After a short siesta—as much an institution in Paraguay as dinner itself—M. Forgues pushes forward, furnished with a youthful guide mounted on a mule whom Don Matias has bidden accompany him. For six hours the route lies through a virgin forest composed of orange, cedar and other trees, mingled with dense thorny thickets, trunks of decayed trees and a twisted network of climbers. The passage through this forest is attended with many vexatious incidents, owing to the difficulty experienced in making a way through the undergrowth and thickly-growing climbers. After having his spectacles, his maps, his gun and his hat jerked from him, M. Forgues himself is pulled from his horse.
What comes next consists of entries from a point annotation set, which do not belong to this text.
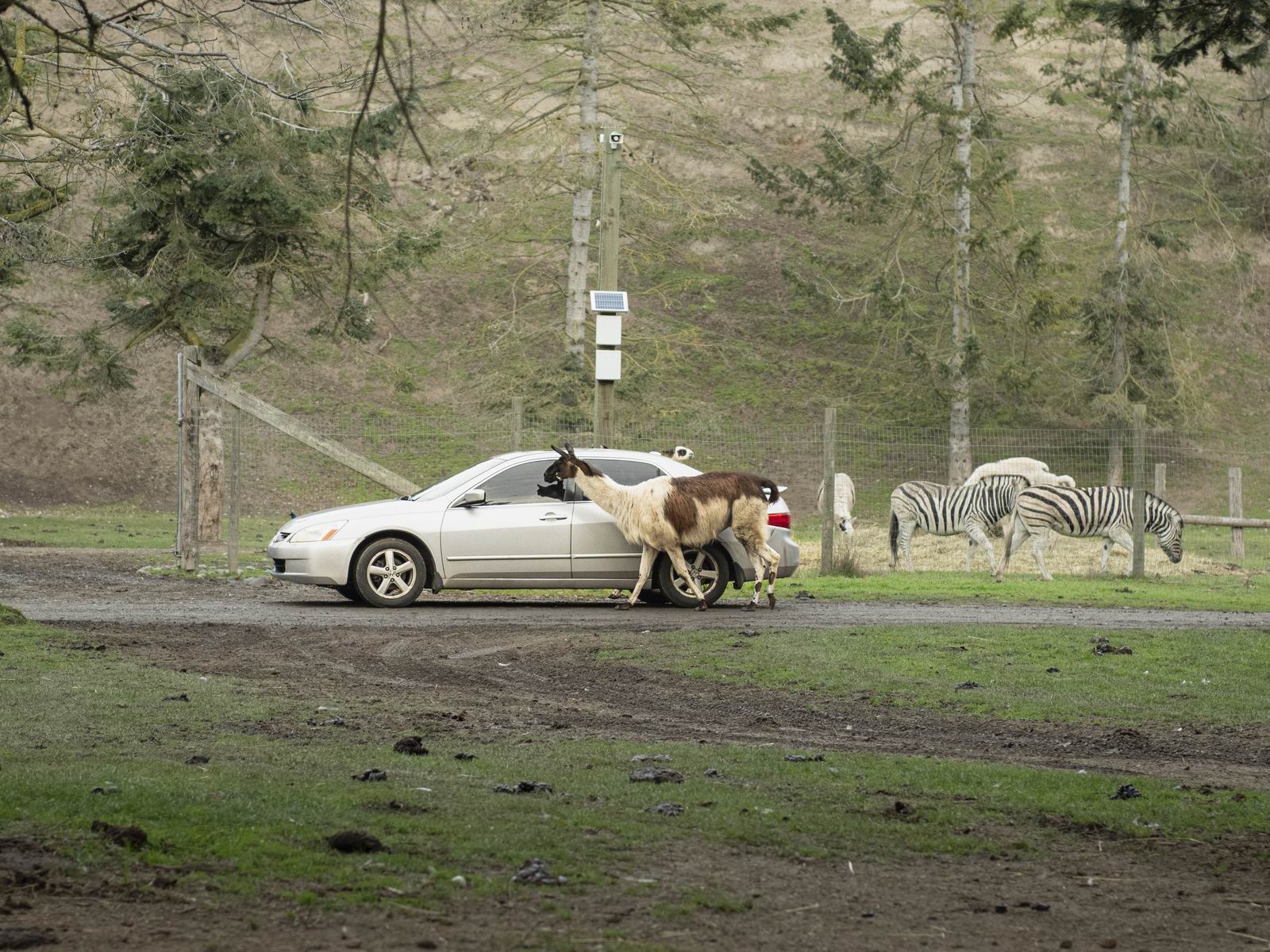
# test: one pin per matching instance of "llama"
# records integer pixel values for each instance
(666, 513)
(844, 501)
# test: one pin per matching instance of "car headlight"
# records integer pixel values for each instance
(318, 533)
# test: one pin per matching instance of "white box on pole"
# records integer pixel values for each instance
(609, 329)
(609, 365)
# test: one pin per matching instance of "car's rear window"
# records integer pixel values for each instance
(455, 482)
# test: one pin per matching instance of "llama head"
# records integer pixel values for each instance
(568, 466)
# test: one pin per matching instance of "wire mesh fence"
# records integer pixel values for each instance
(279, 475)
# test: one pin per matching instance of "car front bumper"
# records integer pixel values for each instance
(310, 562)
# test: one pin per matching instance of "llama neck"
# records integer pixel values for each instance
(609, 495)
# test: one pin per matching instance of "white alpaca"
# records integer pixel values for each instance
(1037, 473)
(1034, 470)
(844, 501)
(666, 513)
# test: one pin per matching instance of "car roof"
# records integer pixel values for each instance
(672, 466)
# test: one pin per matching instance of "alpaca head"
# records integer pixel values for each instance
(568, 466)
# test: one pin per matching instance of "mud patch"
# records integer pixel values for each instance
(18, 937)
(126, 837)
(355, 842)
(412, 746)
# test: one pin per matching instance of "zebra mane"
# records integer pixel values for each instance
(1166, 507)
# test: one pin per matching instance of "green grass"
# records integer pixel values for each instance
(1172, 678)
(133, 527)
(253, 820)
(1232, 593)
(114, 526)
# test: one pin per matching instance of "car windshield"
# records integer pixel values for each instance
(454, 482)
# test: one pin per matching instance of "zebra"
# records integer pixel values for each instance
(949, 511)
(1090, 511)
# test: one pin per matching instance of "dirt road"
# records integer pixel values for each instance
(86, 585)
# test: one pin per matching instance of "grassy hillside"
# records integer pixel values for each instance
(732, 340)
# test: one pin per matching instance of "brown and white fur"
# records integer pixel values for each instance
(666, 513)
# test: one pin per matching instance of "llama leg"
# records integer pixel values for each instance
(681, 566)
(1039, 539)
(979, 537)
(756, 562)
(645, 566)
(774, 559)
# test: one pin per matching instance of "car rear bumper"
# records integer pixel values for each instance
(310, 564)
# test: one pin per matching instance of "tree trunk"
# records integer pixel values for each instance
(211, 424)
(963, 101)
(1119, 368)
(579, 240)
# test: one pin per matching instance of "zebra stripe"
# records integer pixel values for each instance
(948, 511)
(1096, 511)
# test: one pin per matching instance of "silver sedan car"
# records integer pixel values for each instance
(497, 526)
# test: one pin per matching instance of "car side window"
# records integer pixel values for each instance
(628, 473)
(518, 484)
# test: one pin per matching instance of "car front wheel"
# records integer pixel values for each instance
(391, 573)
(710, 568)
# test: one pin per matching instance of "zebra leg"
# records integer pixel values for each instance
(1039, 539)
(1122, 537)
(979, 537)
(1015, 535)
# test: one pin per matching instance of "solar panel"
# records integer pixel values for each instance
(609, 301)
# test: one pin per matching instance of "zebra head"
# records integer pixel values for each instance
(1166, 524)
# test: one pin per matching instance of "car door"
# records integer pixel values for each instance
(516, 535)
(600, 550)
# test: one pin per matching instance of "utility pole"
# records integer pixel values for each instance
(610, 219)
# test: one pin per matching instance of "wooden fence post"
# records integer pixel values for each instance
(190, 465)
(1138, 489)
(181, 444)
(1236, 478)
(235, 451)
(831, 438)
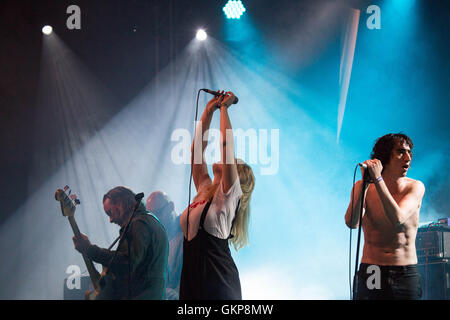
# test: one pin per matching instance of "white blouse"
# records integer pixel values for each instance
(220, 214)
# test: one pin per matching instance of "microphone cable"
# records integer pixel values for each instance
(192, 165)
(350, 244)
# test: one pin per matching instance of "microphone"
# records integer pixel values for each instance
(139, 197)
(217, 94)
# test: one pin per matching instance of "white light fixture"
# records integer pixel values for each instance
(201, 35)
(47, 30)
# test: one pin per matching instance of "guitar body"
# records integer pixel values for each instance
(102, 283)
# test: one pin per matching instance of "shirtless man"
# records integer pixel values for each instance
(390, 221)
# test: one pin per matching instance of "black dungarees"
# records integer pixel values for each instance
(209, 272)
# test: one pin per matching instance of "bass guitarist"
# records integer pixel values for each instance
(137, 268)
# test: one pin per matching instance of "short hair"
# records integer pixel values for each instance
(384, 145)
(122, 195)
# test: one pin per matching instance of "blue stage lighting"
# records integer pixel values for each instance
(234, 9)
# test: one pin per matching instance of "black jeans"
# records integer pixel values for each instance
(388, 282)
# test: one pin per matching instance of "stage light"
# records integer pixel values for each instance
(201, 35)
(47, 30)
(234, 9)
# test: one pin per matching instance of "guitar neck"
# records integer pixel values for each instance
(93, 274)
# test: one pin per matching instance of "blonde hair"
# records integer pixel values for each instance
(242, 219)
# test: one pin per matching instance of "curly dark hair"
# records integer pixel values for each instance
(124, 196)
(384, 145)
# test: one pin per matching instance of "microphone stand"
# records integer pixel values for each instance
(366, 180)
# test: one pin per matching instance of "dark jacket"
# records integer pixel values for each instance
(142, 253)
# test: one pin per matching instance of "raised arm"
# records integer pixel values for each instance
(229, 169)
(199, 169)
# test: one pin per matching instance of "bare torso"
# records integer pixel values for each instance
(384, 243)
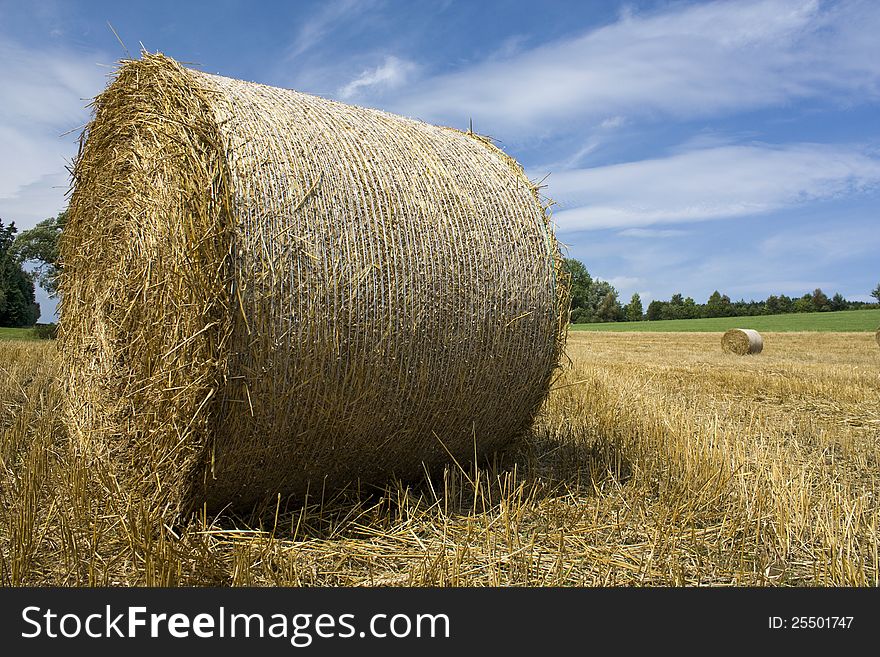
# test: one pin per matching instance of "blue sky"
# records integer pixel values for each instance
(689, 146)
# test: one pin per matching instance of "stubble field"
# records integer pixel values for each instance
(657, 460)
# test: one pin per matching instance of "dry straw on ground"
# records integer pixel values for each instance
(266, 291)
(742, 341)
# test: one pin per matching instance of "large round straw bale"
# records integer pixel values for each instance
(742, 342)
(269, 292)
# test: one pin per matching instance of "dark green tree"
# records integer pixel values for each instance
(634, 309)
(609, 309)
(838, 302)
(17, 304)
(39, 247)
(655, 310)
(581, 286)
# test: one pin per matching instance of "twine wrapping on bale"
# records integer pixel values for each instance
(742, 342)
(269, 292)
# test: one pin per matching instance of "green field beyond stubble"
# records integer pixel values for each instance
(846, 321)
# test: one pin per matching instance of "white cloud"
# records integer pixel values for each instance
(712, 183)
(687, 61)
(390, 74)
(652, 233)
(612, 123)
(45, 94)
(322, 23)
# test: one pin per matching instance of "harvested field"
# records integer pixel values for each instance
(657, 460)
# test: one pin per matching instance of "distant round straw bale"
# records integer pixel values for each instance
(742, 342)
(269, 292)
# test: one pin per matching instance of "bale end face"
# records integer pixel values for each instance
(268, 292)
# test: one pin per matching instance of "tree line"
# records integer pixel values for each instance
(37, 247)
(594, 300)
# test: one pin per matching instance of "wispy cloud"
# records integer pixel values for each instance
(318, 26)
(713, 183)
(652, 233)
(688, 61)
(390, 74)
(45, 93)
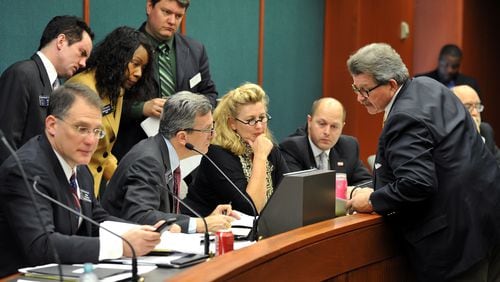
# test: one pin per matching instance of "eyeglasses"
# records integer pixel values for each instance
(253, 122)
(207, 131)
(365, 92)
(479, 107)
(85, 131)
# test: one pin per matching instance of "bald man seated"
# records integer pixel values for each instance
(324, 135)
(472, 103)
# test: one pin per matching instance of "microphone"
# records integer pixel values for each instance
(252, 236)
(35, 203)
(206, 241)
(135, 277)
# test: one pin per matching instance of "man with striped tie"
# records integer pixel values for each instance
(181, 63)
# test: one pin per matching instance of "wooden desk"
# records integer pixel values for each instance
(351, 248)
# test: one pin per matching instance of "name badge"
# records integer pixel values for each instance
(194, 80)
(107, 109)
(43, 101)
(85, 196)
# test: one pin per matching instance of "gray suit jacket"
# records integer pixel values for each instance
(136, 192)
(21, 115)
(22, 240)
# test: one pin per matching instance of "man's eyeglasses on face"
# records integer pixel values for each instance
(253, 122)
(365, 92)
(479, 107)
(207, 131)
(83, 131)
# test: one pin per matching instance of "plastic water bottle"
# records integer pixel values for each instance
(88, 274)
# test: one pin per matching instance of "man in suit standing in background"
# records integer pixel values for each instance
(324, 146)
(472, 103)
(56, 160)
(180, 63)
(448, 70)
(25, 87)
(435, 180)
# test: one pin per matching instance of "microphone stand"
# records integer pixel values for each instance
(135, 277)
(206, 242)
(35, 204)
(253, 235)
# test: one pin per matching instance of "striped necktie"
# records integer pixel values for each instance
(166, 75)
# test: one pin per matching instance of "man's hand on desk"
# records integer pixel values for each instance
(144, 239)
(360, 201)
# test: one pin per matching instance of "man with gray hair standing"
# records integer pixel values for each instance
(136, 191)
(435, 181)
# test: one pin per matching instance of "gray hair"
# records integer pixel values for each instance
(380, 61)
(65, 95)
(180, 111)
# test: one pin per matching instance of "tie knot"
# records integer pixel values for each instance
(163, 48)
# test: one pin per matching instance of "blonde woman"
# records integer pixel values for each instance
(243, 149)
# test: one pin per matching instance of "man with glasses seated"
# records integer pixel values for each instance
(244, 151)
(323, 146)
(137, 189)
(472, 103)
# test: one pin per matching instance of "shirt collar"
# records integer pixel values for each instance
(316, 151)
(172, 154)
(51, 70)
(68, 171)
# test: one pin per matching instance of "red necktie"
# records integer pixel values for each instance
(177, 187)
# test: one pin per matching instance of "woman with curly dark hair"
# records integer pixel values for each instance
(119, 64)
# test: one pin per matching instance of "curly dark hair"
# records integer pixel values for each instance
(110, 60)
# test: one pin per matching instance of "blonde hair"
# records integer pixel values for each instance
(229, 107)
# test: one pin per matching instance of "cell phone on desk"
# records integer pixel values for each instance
(189, 259)
(164, 226)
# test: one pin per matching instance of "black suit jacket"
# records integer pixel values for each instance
(134, 191)
(436, 181)
(22, 240)
(489, 139)
(21, 116)
(460, 79)
(191, 59)
(299, 156)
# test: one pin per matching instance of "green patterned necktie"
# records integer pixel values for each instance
(167, 84)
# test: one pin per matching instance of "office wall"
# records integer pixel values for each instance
(228, 28)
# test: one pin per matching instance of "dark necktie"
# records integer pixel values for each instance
(177, 187)
(166, 74)
(74, 190)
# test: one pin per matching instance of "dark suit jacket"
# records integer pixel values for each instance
(22, 240)
(133, 193)
(489, 139)
(299, 156)
(460, 80)
(436, 180)
(21, 116)
(191, 59)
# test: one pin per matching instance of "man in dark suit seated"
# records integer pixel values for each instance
(472, 103)
(448, 70)
(137, 190)
(59, 158)
(303, 150)
(25, 87)
(436, 183)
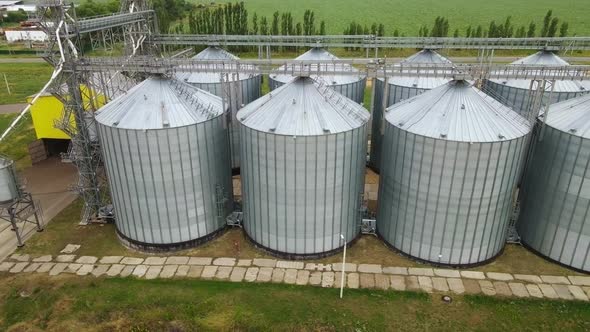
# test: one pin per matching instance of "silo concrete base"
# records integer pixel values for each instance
(547, 258)
(153, 248)
(291, 256)
(437, 264)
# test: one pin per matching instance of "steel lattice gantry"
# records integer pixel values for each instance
(372, 42)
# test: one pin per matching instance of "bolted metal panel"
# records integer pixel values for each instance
(354, 91)
(554, 217)
(8, 182)
(448, 200)
(520, 98)
(400, 88)
(350, 86)
(517, 93)
(244, 89)
(303, 148)
(169, 185)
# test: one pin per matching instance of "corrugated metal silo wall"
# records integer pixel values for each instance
(446, 202)
(250, 91)
(354, 91)
(164, 182)
(521, 99)
(300, 194)
(554, 217)
(396, 94)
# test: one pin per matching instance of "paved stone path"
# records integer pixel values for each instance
(445, 281)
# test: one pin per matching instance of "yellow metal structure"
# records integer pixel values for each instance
(48, 111)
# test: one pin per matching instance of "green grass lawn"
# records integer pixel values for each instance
(101, 240)
(408, 16)
(24, 80)
(15, 146)
(70, 303)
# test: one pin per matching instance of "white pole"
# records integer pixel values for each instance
(7, 86)
(343, 266)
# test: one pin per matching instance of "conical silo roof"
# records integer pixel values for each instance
(426, 56)
(571, 116)
(211, 53)
(158, 103)
(545, 58)
(303, 107)
(423, 57)
(542, 58)
(317, 53)
(457, 111)
(215, 53)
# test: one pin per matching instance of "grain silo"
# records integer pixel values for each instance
(166, 152)
(351, 86)
(400, 88)
(304, 148)
(517, 93)
(555, 206)
(449, 173)
(9, 190)
(244, 87)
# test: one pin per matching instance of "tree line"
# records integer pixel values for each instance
(232, 18)
(551, 28)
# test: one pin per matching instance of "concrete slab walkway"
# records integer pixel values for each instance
(573, 288)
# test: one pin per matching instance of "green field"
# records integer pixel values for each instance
(408, 15)
(40, 303)
(24, 80)
(15, 146)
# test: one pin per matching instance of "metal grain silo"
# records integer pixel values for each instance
(516, 93)
(400, 88)
(351, 86)
(166, 152)
(304, 148)
(555, 206)
(243, 85)
(450, 161)
(9, 190)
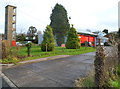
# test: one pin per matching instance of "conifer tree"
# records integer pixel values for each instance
(73, 42)
(59, 23)
(48, 40)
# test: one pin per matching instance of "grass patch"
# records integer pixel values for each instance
(37, 53)
(87, 81)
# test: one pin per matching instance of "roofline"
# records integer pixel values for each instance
(87, 34)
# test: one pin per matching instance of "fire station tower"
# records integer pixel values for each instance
(10, 24)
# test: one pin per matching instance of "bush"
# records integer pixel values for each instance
(48, 40)
(7, 50)
(106, 44)
(73, 42)
(10, 60)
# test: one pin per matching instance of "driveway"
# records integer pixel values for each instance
(60, 72)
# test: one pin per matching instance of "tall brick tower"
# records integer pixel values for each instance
(10, 24)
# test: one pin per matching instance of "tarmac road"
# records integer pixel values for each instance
(59, 72)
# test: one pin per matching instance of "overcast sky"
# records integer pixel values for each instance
(85, 14)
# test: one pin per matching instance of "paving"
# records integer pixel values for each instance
(60, 72)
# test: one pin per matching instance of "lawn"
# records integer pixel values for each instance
(36, 53)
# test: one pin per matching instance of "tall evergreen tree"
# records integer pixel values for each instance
(48, 40)
(73, 42)
(59, 23)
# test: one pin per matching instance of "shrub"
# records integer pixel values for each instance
(10, 60)
(106, 44)
(48, 40)
(7, 51)
(73, 42)
(29, 45)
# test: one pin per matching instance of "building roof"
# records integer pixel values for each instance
(86, 32)
(10, 6)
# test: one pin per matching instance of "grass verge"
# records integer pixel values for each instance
(37, 53)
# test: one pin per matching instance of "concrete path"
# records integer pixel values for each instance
(60, 72)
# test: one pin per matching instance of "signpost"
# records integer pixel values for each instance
(63, 46)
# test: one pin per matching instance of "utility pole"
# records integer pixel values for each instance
(10, 24)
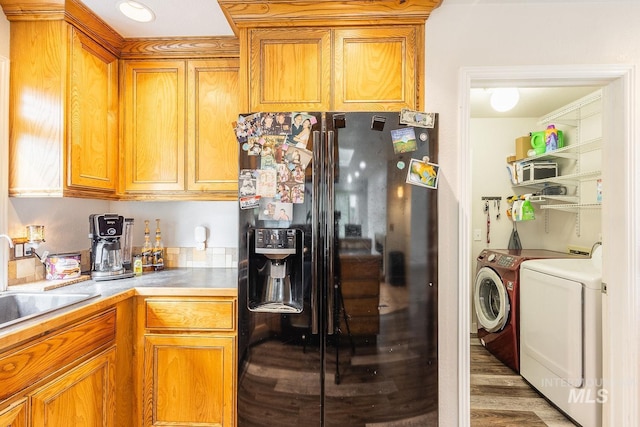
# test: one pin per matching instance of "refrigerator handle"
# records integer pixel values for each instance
(331, 237)
(317, 177)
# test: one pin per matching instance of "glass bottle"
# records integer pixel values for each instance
(158, 249)
(147, 249)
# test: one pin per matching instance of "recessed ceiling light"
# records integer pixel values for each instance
(504, 99)
(136, 11)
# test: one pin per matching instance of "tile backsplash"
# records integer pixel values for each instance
(28, 270)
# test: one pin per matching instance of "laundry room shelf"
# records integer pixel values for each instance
(572, 207)
(572, 151)
(570, 179)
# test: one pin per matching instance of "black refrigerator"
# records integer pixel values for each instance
(337, 273)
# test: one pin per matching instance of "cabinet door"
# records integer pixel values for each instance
(212, 146)
(289, 69)
(154, 126)
(15, 415)
(35, 110)
(83, 396)
(375, 69)
(93, 115)
(188, 380)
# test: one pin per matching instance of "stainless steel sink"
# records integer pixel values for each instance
(19, 306)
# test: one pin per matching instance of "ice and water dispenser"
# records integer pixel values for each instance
(275, 276)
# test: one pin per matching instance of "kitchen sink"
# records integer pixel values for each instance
(19, 306)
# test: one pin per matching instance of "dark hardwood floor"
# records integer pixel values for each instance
(500, 397)
(389, 381)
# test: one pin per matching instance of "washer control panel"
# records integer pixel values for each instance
(501, 260)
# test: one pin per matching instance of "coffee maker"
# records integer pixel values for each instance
(106, 234)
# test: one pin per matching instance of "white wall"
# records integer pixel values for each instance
(4, 147)
(66, 221)
(464, 33)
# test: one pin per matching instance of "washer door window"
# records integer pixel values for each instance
(491, 300)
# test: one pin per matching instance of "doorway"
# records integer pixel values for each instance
(4, 165)
(619, 160)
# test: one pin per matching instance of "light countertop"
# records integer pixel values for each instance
(169, 282)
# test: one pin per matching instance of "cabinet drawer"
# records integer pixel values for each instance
(361, 306)
(359, 268)
(35, 361)
(363, 325)
(360, 288)
(180, 314)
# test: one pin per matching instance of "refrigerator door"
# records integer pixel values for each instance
(381, 362)
(280, 355)
(363, 350)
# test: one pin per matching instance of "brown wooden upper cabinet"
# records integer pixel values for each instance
(350, 69)
(178, 141)
(63, 112)
(357, 55)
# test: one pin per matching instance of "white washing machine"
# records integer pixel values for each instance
(561, 334)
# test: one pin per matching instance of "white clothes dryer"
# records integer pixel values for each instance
(561, 334)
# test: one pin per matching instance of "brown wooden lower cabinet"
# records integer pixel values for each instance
(186, 382)
(64, 378)
(188, 372)
(84, 396)
(149, 361)
(15, 415)
(361, 292)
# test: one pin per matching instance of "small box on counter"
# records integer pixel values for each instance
(539, 170)
(62, 266)
(523, 145)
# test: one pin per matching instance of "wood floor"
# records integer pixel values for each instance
(390, 380)
(500, 397)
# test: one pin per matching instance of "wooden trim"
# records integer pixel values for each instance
(181, 47)
(245, 13)
(71, 11)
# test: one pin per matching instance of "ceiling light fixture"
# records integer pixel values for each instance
(504, 99)
(136, 11)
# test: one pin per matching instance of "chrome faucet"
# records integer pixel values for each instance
(3, 282)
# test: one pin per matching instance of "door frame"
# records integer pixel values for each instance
(4, 166)
(620, 164)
The horses are attacked by a multitude of small yellow flies, which sting them unmercifully in the nostrils, the ears and in whatever part of their bodies the animals cannot reach with their tails, so that, maddened with pain, they break into a fierce gallop to avoid the pest, carrying their riders in their course along the edge of a hole in the ground in which swarms about a bushel of small snakes of a bright green color. When the party finally emerge from this beautiful but inhospitable forest, their clothes are hanging in rags about their persons, and their faces and hands are covered with scratches caused by the thorns.